Cinsellik var mı, yok mu, derecesi ne? Bunu ben de bilmiyorum. Her şey yaşanmış, sevişmiş de olabilirler! Burada bir kadının bir kadına 'sarılma' hali var. Songül kocasıyla değil, Aydanur'la bir hayat geçirebileceğini düşünüyor. Kendilerine azap veren yerden birlikte gitmek istiyorlar. Bu bence, aşkın tanımı... Sadece birbirleri için varlar. Onlarınki, 'Bu ne derece güçlü bir aşk?' sorusunu da aşan bir durum.
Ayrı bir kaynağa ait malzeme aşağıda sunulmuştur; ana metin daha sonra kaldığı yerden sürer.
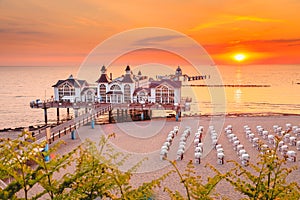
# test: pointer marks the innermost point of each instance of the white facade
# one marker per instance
(128, 88)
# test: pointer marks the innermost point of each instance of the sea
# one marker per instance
(248, 90)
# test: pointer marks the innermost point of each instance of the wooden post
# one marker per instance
(45, 115)
(48, 135)
(110, 116)
(118, 115)
(122, 115)
(57, 115)
(73, 134)
(68, 113)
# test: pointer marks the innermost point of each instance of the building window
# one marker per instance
(164, 94)
(127, 94)
(66, 90)
(116, 95)
(89, 96)
(102, 91)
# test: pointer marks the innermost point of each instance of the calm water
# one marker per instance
(20, 85)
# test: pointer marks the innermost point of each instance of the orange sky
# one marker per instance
(34, 32)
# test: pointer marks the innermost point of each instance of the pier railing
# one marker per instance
(69, 126)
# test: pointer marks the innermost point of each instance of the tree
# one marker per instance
(267, 180)
(194, 187)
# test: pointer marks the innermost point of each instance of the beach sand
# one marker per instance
(143, 139)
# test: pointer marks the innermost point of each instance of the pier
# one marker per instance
(123, 113)
(71, 125)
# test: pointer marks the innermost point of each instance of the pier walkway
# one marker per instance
(69, 126)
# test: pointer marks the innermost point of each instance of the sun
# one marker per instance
(239, 57)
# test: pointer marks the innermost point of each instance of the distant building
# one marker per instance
(128, 88)
(74, 90)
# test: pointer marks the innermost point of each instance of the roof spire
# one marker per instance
(103, 70)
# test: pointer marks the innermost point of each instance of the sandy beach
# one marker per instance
(143, 139)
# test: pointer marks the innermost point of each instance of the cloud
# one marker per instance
(230, 19)
(154, 40)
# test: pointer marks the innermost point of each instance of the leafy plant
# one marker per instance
(23, 163)
(194, 187)
(267, 180)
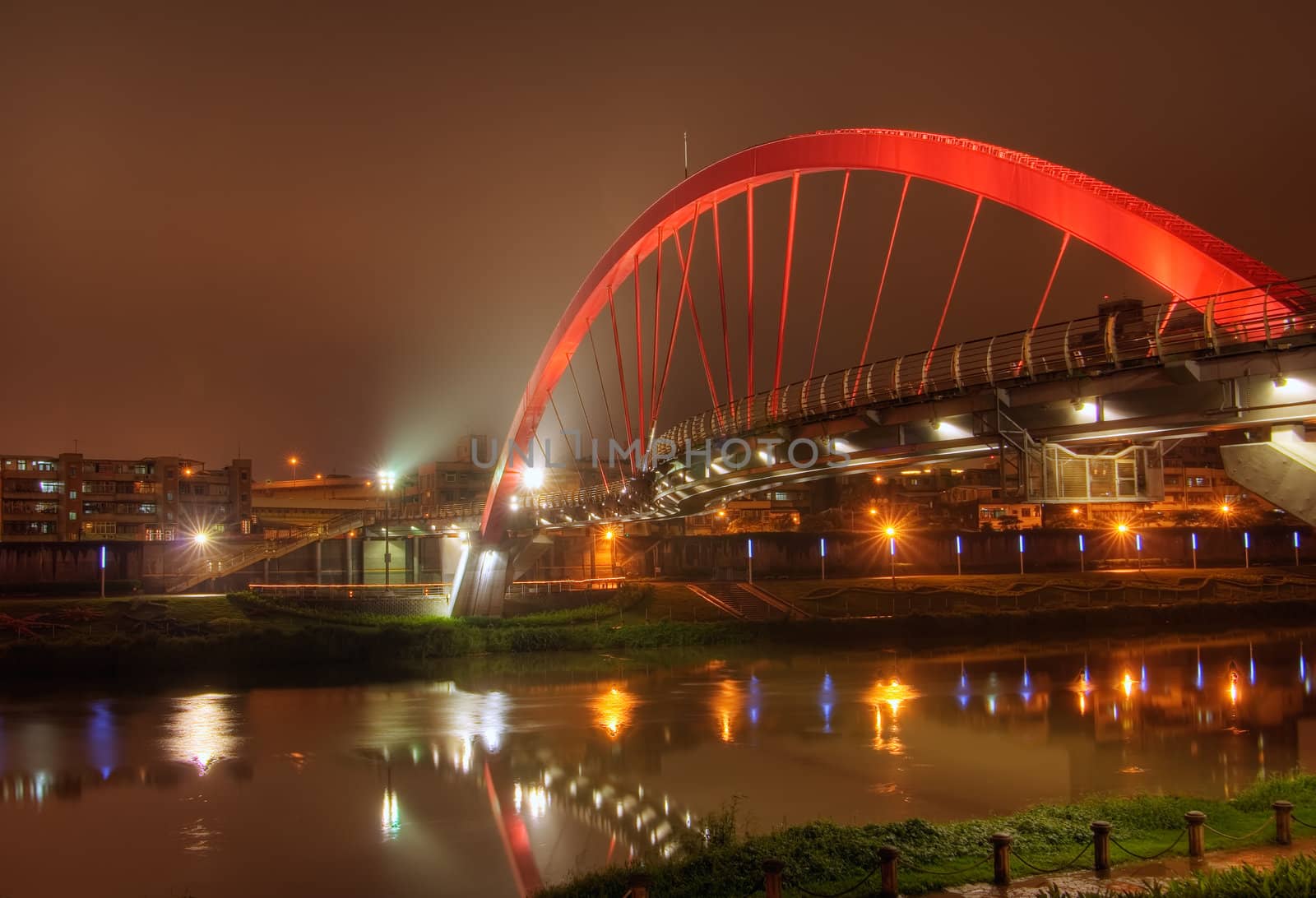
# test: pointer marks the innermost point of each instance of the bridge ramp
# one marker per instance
(1281, 469)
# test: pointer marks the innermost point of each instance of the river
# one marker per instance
(499, 773)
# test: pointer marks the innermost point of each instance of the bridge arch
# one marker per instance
(1173, 253)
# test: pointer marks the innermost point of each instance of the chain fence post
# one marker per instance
(887, 858)
(1197, 822)
(1000, 843)
(773, 878)
(1101, 845)
(1283, 822)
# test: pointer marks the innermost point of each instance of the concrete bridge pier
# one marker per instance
(487, 569)
(1281, 469)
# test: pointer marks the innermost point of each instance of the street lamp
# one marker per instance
(386, 485)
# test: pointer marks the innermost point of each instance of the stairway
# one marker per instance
(737, 600)
(234, 561)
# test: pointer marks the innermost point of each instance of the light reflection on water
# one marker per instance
(203, 729)
(556, 772)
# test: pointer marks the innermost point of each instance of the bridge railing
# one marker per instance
(1124, 337)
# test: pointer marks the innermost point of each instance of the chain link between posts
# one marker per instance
(1249, 835)
(836, 894)
(1066, 865)
(1149, 858)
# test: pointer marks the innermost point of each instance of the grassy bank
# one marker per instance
(250, 639)
(828, 858)
(1290, 877)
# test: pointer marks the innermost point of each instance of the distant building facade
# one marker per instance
(70, 497)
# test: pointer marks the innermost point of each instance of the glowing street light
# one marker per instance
(386, 481)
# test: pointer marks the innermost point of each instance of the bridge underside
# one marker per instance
(1086, 414)
(1281, 469)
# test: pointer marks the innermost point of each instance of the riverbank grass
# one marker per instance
(721, 860)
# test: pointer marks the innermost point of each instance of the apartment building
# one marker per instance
(69, 497)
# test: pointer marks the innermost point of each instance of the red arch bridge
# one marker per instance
(754, 326)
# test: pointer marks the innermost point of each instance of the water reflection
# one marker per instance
(203, 729)
(565, 771)
(612, 710)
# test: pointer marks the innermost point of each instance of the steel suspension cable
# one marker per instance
(749, 300)
(694, 315)
(675, 322)
(882, 280)
(594, 442)
(786, 289)
(622, 377)
(576, 456)
(640, 359)
(951, 294)
(721, 294)
(1050, 280)
(653, 372)
(607, 403)
(827, 285)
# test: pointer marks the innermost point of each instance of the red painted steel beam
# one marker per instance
(786, 284)
(831, 264)
(1177, 256)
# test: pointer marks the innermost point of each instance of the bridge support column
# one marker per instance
(1282, 469)
(484, 574)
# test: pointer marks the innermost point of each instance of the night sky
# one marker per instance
(345, 232)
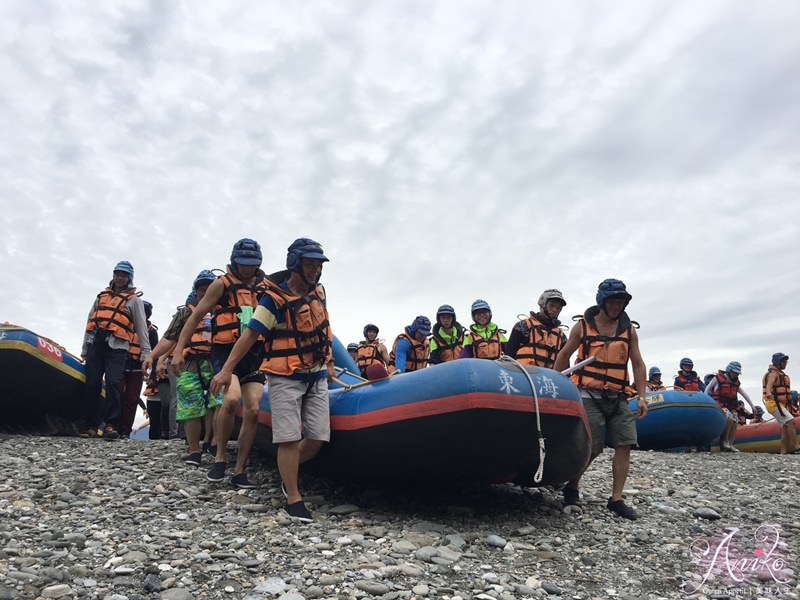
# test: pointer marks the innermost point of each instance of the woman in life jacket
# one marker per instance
(654, 380)
(725, 388)
(538, 339)
(411, 349)
(777, 398)
(371, 350)
(687, 379)
(484, 339)
(447, 336)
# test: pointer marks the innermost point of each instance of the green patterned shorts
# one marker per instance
(194, 399)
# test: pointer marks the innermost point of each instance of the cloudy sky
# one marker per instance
(440, 151)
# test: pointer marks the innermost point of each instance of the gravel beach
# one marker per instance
(128, 520)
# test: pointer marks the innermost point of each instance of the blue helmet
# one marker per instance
(734, 367)
(421, 325)
(480, 305)
(124, 266)
(303, 248)
(246, 252)
(446, 309)
(778, 358)
(612, 289)
(204, 277)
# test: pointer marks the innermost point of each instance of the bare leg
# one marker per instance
(288, 466)
(619, 469)
(574, 483)
(251, 394)
(192, 429)
(223, 423)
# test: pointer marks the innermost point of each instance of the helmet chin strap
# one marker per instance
(603, 308)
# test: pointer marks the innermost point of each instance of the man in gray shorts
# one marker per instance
(292, 317)
(606, 333)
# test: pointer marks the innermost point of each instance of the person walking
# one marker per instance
(538, 339)
(606, 333)
(447, 336)
(725, 388)
(231, 299)
(117, 314)
(777, 391)
(292, 317)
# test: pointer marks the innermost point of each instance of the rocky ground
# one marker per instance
(114, 520)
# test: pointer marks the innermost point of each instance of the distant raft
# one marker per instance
(678, 419)
(761, 437)
(42, 384)
(467, 420)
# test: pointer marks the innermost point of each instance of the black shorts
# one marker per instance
(248, 368)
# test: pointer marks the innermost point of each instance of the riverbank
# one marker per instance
(114, 520)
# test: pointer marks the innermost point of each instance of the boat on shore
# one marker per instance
(678, 419)
(761, 437)
(468, 420)
(42, 384)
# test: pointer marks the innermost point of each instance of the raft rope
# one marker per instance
(537, 477)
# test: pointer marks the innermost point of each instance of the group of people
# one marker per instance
(243, 328)
(234, 333)
(535, 340)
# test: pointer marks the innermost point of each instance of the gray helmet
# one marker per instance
(551, 294)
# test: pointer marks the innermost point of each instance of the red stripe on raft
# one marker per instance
(450, 404)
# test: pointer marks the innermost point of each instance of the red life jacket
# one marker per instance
(609, 371)
(726, 392)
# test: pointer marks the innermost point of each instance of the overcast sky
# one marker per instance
(440, 152)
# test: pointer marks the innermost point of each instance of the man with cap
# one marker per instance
(725, 388)
(538, 339)
(606, 333)
(687, 379)
(654, 380)
(777, 390)
(292, 318)
(116, 318)
(231, 299)
(411, 348)
(371, 350)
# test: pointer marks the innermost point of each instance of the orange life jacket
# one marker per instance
(451, 350)
(726, 393)
(781, 390)
(686, 384)
(235, 307)
(110, 314)
(609, 371)
(543, 343)
(200, 342)
(368, 354)
(488, 348)
(306, 341)
(417, 357)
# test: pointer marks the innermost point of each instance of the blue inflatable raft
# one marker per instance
(677, 419)
(41, 382)
(468, 419)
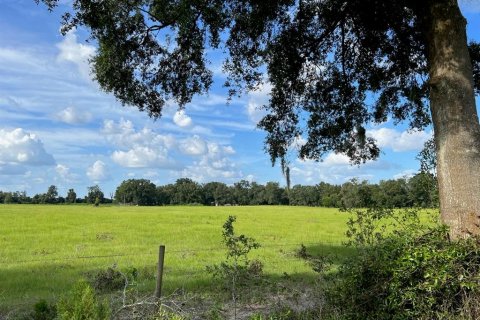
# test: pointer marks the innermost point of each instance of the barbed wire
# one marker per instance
(183, 251)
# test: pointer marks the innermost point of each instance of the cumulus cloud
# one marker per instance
(256, 100)
(139, 149)
(400, 141)
(98, 171)
(193, 146)
(71, 115)
(214, 165)
(469, 6)
(18, 147)
(64, 173)
(181, 119)
(76, 53)
(405, 174)
(142, 157)
(335, 168)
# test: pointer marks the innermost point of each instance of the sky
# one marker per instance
(58, 128)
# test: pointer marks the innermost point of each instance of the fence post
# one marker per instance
(161, 256)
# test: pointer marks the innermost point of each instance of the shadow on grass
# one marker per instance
(25, 284)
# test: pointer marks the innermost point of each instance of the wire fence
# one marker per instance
(169, 252)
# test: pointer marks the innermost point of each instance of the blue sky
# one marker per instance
(57, 127)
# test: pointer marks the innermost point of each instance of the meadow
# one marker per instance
(45, 249)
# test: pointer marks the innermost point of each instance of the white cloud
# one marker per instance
(193, 146)
(18, 147)
(256, 100)
(255, 112)
(142, 157)
(181, 119)
(71, 115)
(405, 174)
(64, 173)
(214, 165)
(336, 169)
(400, 141)
(77, 53)
(139, 149)
(98, 171)
(469, 6)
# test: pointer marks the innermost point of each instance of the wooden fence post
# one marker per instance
(161, 257)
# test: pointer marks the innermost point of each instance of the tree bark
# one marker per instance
(455, 119)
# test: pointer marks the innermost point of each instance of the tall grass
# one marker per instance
(45, 249)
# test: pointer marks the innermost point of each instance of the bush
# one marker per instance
(108, 280)
(407, 273)
(82, 304)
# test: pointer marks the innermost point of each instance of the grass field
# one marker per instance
(45, 249)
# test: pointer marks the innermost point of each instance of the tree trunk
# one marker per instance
(455, 119)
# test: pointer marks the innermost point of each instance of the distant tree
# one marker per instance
(164, 194)
(71, 196)
(355, 194)
(241, 192)
(51, 195)
(273, 194)
(93, 193)
(137, 191)
(187, 191)
(257, 194)
(335, 66)
(393, 194)
(8, 199)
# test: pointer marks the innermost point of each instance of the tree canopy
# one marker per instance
(338, 64)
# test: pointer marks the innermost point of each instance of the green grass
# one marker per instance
(45, 249)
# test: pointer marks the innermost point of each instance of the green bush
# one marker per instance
(82, 304)
(407, 273)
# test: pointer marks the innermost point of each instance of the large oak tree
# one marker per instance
(335, 66)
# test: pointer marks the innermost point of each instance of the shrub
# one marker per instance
(82, 304)
(407, 273)
(108, 280)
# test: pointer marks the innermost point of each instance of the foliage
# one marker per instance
(323, 59)
(428, 157)
(71, 196)
(237, 269)
(288, 314)
(136, 191)
(421, 190)
(164, 314)
(108, 280)
(82, 304)
(94, 193)
(405, 271)
(42, 310)
(237, 264)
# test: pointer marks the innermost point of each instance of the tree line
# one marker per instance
(419, 191)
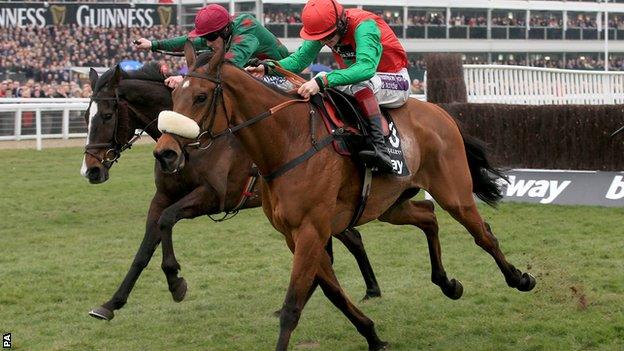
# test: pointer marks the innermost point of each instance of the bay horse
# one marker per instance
(211, 182)
(318, 196)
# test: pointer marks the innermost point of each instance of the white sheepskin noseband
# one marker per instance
(178, 124)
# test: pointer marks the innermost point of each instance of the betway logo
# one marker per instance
(548, 190)
(616, 190)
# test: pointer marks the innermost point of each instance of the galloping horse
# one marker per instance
(211, 182)
(316, 198)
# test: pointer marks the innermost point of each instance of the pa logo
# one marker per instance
(6, 341)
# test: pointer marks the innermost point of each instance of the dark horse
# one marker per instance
(317, 198)
(212, 181)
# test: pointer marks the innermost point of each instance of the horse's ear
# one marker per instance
(93, 78)
(114, 82)
(190, 54)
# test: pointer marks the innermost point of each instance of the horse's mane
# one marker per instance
(268, 85)
(149, 72)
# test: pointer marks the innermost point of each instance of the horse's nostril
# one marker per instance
(93, 173)
(168, 155)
* 'Vicdan' neyin sorgulaması?
Bu film, hayatın tamamen mantık üzerine gitmediğini, bir kısır döngü olduğunu, doğrunun yanlışla iç içe geçtiğini gösteren bir çalışma.

ÜÇÜNCÜ SAYFA GERÇEĞİ
* Gerçek hayatla karşılaştırırsak?
Cinsellik, aldatma, iktidar hırsı... Tarihin başlangıcından beri yaşanıyor. Ama biz üçüncü sayfa haberi olarak görüyoruz. Bu haberlerinin çoğundaki insanlar, 'Karıncayı bile incitemez, nasıl katil olmuş?' dediğimiz tipler. Bizim karakterlerimiz de öyle. Bu konuyu biraz parlatmak istedik.

* Songül ve Aydanur, otobanda hayata meydan okurken, 'erkekçe' küfrediyor. Gerçek hayatta küfreder misiniz?
Çok değil ama kullanırım. Küfürü ağzıma almayan bir insan değilim.

* Bu kadar trajedinin içinde izleyiciyi güldüren bir sahne var. Mahmut, Aydanur'la seviştiğini gören Songül'e, 'Sen de katılsana' diyor... Biraz iğreti değil mi?
Songül'ü oynayan biri olarak, orada hiç gülmediğimi, hatta çok sinirlendiğimi söyleyebilirim. Murat, o absürdlüğü çok iyi oynadı.